Merkez Bankası faiz kararını verdi. Siyasi baskıların gölgesinde kimilerine göre erken, kimilerine göre geç, ama marjları ve ekonomik gerçekler nedeniyle bence bugün yapmaması gereken faiz düşürümünü gerçekleştirdi.
Nitekim dolar da hemen beklenen reaksiyonu verdi. Her şeyden önce bu manzaranın utancı, bir ülkenin ekonomisini yabancıların inisiyatifine bırakan, üretimi unutup kumar ekonomisine prim veren, iktisadi yaşam döngüsünü elin sıcak parasına mahkûm eden bu iktidarındır. 10 sene içli dışlı olup, para kesilince ‘lobi’ diyerek suçunuzu ortadan kaldıramazsınız.
Fakat bu karar bile bazılarını memnun etmedi ya da saraya yaranmak için fırsat haline dönüştü. İstanbul Sanayi Odası gerçekleri ortaya koyup, önceliğin kur riski olduğunu söylerken, İstanbul Ticaret Odası Başkanı İbrahim Çağlar ‘yetmez ama evet’ dedi.
İşte bu ifade beni eski bakanların yüce divan oylamasının yapıldığı gün 12 Eylül 2010 tarihine götürdü. O süreçte de hukukun tamamen farklı yapılara geçmesi riskini görmeyenler, ‘yetmez ama evet’ dedi.
Sonrasında işler tamamen çığırından çıkıp, kirli çamaşırlar ortaya saçılınca paralel adını verdikleri eski ortaklarını hedef tahtasına koydular. Tıpkı ‘faiz lobisini’ icat ettikleri gibi, o gün ortağını satanlar, 2013 yılının sonunda da diğer ortağını darbeci ilan etti. Neden? Çünkü kendi bahçesine girmişti.
Bugün milletin gözünün içine baka baka yargının karşısına bile geçecek cesareti olmayanlar, önümüzdeki süreçte sonuçlarıyla tartışacağımız uygulamalara ‘yetmez ama evet’ diyecek, gerçekleri üyelerinin sorunlarına rağmen gizleyecek isimler bulabiliyorlar.
Yarın tüm bu girişimlerin de sonuçları olacaktır. Türkiye’nin finansal yapısı, aklın tatile çıktığı, ihtiraslar arasında yönetilen, Millet’in güç kavgalarına kurban edildiği sürecin ardından fatura olarak önümüze gelecek.

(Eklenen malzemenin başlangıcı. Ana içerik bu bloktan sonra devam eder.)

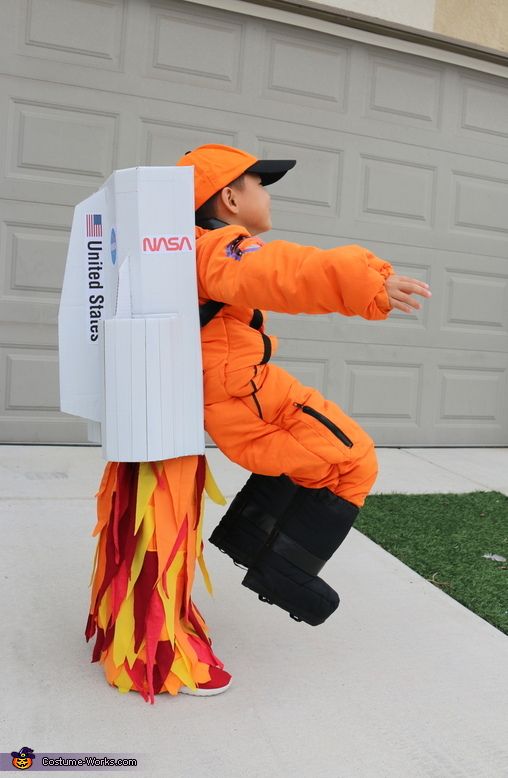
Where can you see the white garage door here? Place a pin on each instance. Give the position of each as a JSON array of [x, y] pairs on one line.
[[405, 155]]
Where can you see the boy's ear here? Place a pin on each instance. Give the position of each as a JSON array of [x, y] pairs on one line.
[[228, 199]]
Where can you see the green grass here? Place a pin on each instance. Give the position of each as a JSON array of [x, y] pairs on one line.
[[444, 537]]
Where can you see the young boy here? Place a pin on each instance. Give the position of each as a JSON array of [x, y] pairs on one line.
[[312, 465]]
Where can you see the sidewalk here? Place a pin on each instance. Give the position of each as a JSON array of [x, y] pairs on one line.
[[401, 682]]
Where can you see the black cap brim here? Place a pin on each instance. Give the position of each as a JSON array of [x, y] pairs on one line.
[[271, 170]]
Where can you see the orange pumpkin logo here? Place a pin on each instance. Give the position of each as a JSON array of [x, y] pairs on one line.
[[23, 758]]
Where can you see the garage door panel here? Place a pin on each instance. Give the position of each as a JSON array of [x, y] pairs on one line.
[[480, 202], [442, 395], [58, 148], [407, 91], [87, 32], [404, 155], [29, 398], [294, 64], [484, 110], [176, 34], [317, 183], [162, 142]]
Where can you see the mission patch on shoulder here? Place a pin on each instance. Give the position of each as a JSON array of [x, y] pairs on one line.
[[241, 245]]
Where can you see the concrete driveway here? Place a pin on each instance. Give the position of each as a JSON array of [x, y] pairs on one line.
[[400, 681]]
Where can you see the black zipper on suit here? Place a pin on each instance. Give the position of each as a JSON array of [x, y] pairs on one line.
[[258, 406], [327, 423]]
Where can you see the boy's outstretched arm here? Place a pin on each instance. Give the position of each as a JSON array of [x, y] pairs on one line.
[[289, 278]]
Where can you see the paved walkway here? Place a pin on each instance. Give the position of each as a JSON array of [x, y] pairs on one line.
[[401, 682]]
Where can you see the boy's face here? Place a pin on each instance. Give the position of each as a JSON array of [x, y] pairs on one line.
[[252, 203]]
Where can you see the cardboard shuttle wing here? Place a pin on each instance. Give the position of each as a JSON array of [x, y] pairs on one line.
[[128, 324]]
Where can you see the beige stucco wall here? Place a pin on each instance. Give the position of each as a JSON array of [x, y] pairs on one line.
[[484, 22], [479, 21]]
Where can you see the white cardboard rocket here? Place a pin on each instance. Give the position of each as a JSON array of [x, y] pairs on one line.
[[129, 335]]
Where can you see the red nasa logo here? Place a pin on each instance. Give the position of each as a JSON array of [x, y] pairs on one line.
[[164, 244]]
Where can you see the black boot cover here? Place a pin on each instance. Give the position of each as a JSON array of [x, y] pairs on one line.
[[285, 573], [251, 517]]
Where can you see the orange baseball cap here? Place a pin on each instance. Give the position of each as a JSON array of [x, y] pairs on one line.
[[215, 166]]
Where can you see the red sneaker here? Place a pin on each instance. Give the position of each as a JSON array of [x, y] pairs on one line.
[[219, 681]]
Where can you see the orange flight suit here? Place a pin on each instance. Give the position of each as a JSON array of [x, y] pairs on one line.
[[259, 415]]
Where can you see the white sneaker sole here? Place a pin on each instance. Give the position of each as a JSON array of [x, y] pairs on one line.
[[204, 692]]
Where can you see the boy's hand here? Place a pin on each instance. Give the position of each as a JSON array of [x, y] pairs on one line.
[[399, 289]]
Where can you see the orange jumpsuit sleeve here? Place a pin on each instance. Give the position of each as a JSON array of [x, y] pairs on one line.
[[290, 278]]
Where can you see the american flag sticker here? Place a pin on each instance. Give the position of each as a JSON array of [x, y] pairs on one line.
[[94, 225]]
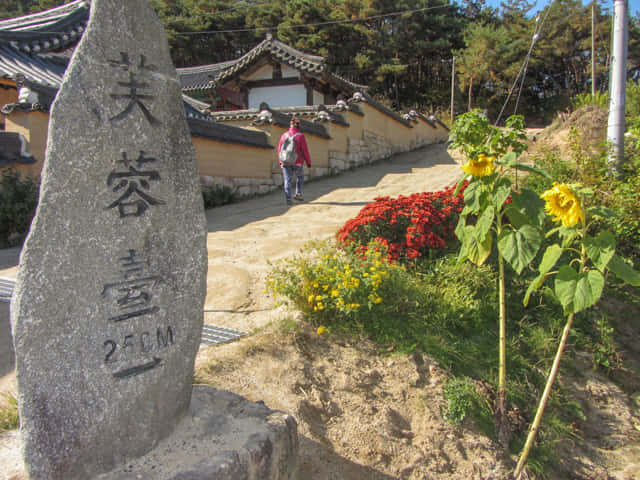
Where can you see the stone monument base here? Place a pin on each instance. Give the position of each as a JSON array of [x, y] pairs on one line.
[[225, 437]]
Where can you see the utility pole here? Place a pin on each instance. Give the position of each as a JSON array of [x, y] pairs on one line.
[[617, 85], [453, 87], [593, 50]]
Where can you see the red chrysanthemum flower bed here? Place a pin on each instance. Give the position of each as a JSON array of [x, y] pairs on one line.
[[409, 227]]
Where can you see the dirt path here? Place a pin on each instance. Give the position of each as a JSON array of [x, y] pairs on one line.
[[362, 412]]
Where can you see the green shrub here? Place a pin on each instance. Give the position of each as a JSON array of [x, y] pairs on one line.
[[9, 418], [463, 401], [601, 99], [217, 196], [18, 202]]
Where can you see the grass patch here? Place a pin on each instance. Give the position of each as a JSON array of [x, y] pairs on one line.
[[9, 417], [448, 311]]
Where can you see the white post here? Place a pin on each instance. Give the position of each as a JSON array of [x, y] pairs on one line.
[[617, 85]]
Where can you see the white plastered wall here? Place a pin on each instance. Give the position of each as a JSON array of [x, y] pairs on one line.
[[281, 96]]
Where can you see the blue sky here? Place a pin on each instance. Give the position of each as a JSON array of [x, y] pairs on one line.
[[634, 5]]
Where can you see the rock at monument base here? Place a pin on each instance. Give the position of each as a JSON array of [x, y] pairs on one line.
[[225, 437]]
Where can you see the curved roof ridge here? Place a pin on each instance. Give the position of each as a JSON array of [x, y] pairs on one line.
[[44, 18], [51, 30]]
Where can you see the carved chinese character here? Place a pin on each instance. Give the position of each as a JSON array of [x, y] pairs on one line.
[[133, 182], [132, 294], [134, 85]]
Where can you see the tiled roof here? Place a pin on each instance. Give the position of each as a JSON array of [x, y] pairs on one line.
[[46, 31], [206, 77], [37, 69], [193, 107], [281, 117], [201, 77], [12, 150], [288, 55], [365, 97]]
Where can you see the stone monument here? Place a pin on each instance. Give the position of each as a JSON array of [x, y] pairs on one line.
[[107, 311]]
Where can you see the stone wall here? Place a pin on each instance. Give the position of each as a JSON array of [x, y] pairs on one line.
[[367, 137]]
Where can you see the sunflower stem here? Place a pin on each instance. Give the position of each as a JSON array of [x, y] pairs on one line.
[[533, 431]]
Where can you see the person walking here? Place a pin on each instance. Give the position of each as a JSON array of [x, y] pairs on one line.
[[293, 154]]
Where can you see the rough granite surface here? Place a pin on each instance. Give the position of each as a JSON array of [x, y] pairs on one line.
[[225, 437]]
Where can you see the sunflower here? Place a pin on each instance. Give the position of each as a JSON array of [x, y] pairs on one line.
[[562, 203], [479, 167]]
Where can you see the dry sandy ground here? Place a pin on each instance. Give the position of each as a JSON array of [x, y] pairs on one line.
[[363, 412]]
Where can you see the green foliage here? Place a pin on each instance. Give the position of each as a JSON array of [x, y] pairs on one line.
[[18, 202], [463, 401], [342, 287], [217, 196], [601, 99], [9, 418], [405, 57]]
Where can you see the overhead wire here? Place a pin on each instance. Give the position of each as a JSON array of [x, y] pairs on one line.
[[523, 67]]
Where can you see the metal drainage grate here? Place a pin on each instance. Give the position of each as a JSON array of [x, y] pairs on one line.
[[6, 288], [212, 335]]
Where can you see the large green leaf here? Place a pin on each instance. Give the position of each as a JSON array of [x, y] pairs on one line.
[[530, 204], [461, 226], [473, 196], [459, 184], [578, 291], [551, 255], [516, 217], [600, 249], [501, 192], [623, 271], [601, 211], [484, 223], [549, 260], [511, 160], [519, 247]]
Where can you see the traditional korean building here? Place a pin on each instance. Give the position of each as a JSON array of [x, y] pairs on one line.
[[236, 110], [273, 73]]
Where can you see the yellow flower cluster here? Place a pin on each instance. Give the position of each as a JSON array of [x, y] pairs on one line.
[[562, 203], [480, 167]]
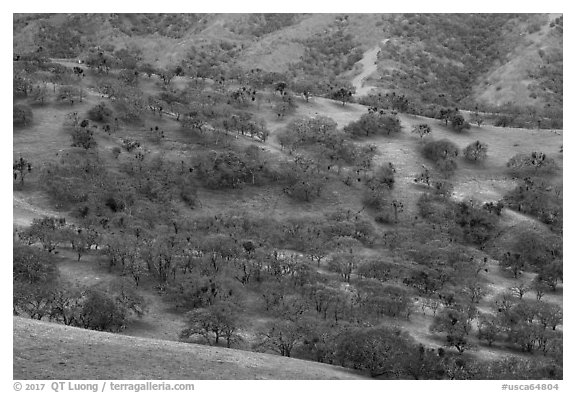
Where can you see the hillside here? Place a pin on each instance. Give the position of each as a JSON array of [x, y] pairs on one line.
[[49, 351], [164, 189], [500, 63]]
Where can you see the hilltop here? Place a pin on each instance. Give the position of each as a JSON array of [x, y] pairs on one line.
[[505, 63], [49, 351]]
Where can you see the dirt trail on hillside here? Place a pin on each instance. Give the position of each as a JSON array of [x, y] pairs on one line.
[[369, 66]]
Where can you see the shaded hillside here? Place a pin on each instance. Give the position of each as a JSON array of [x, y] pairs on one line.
[[50, 351], [497, 61]]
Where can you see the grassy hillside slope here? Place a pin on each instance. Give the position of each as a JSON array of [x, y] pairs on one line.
[[49, 351]]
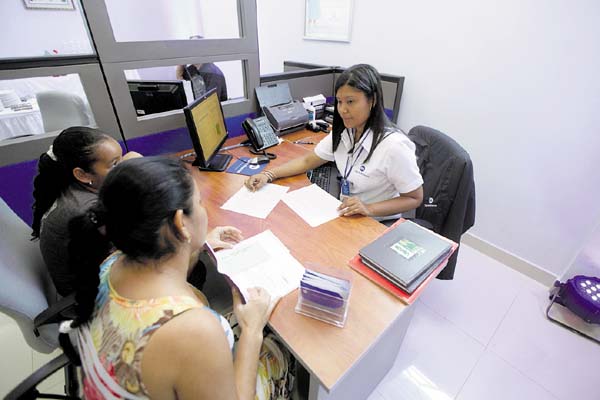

Bu ülkeyi ortaklaşa sıcak paraya esir edenlerin utanacağını sanmam. O gün geldiğinde, önce finansçılara ‘lobi’ diyen, sonra ortağını paralel ilan edenler, bugünkü uygulamaların da ardından ‘safmışız’ açıklaması yapacaktır,
İyi güzel de hiç olmazsa bugünkü ortağınız kim, açıklayın onu bilelim. Kim size ekonomik açmazlara rağmen, Millet’in daha şiddetli şoklar yaşamasına neden olacak bu işleri yaptırıyor?
Ne zaman bu ortaklarınızla da yollarınız ayrılacak? Kriz, kişisel birikimlerinizi vurduğunda mı? Açıklayın da hiç olmazsa ‘tu kaka’ ilan ettiğiniz gün gelmeden, akıl verenleri, ortaklarınızı bilelim. Safmışız deyip işin içinden çıkmak, ne saf olduğunu iddia edenleri kurtarıyor; ne de ortadaki faturayı ödenmez kılıyor.
Son söz de şu olsun: 12 yıldır bu ülkeyi idare ettiğini söyleyen iktidarın sürekli ortakları çıkıyor. Millet’ten alınan vekâlet kaç kişiyle ya da grupla paylaşıldı? Bunu bilmek vatandaş olarak hakkımız değil mi? Bizi daha hangi sürprizler bekliyor?